Although every organization should establish a set of expected cultural norms, these represent only a starting point. Ongoing, active engagement and monitoring are required to ensure cultural practices remain relevant and sensitive to the environment in which the organization operates. Neglecting to do so can have significant consequences. From low employee morale to backlash from customers, the economic impact can be far-reaching — not to mention the possibility of long-term reputational damage. In fact, a recent global survey by PwC found that 80% of respondents agreed that an evolving culture is crucial for organizational growth, success, and talent retention. Clearly, this finding reflects the need to continuously keep cultural practices up to date.
For internal auditors who are not already doing so, it is time to pay attention to culture. Practitioners should begin with assessing the organization's cultural risk.
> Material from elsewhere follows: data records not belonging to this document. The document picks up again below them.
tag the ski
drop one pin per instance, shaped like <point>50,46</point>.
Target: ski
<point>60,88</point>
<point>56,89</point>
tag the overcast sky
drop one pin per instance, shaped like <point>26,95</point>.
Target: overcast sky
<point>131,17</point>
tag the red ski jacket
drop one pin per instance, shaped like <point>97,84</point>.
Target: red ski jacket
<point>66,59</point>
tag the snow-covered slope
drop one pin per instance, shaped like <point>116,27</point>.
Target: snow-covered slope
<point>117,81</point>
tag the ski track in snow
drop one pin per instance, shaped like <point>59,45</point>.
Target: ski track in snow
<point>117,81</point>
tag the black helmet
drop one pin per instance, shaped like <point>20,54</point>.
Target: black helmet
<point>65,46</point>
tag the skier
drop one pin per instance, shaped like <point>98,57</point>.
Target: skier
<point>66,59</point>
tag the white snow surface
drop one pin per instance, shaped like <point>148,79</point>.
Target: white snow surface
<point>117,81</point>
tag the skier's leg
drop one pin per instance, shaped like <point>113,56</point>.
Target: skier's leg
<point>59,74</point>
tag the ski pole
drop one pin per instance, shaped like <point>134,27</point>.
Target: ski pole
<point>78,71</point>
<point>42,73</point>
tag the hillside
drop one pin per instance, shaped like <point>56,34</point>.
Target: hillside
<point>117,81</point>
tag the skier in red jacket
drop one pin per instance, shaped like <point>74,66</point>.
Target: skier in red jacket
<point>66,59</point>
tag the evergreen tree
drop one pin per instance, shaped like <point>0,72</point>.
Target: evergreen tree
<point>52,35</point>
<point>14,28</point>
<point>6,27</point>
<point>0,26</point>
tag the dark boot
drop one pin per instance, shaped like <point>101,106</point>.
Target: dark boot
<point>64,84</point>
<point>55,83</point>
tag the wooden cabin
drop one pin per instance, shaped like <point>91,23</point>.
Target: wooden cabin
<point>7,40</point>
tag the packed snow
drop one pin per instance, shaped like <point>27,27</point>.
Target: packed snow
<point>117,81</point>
Audit programs should include assessments of staff interactions and behavior, as well as the organization's engagement with stakeholders. Internal audit can examine alignment between incentive rewards and cultural values, assess how employees interact with customers, and use data analytics to highlight culture-related risks.
Auditors also could consult on areas with significant cultural components, such as policymaking, employee misconduct investigations, and corporate communications. Moreover, internal audit's independent perspective could be helpful in reviewing the organization's overall approach to culture and how it factors into the strategic plan. And especially when operating internationally, organizations must be attuned to differing norms and expectations around the world, both within the enterprise and among external stakeholders.
Given the increased level of engagement with stakeholders and customers globally through social media and other channels, organizations cannot discount the likelihood of cultural dissension. At a minimum, a set of expected cultural values should be embedded across all levels of the organization. With internal audit's help, management can ensure these values are sound and consistently adhered to.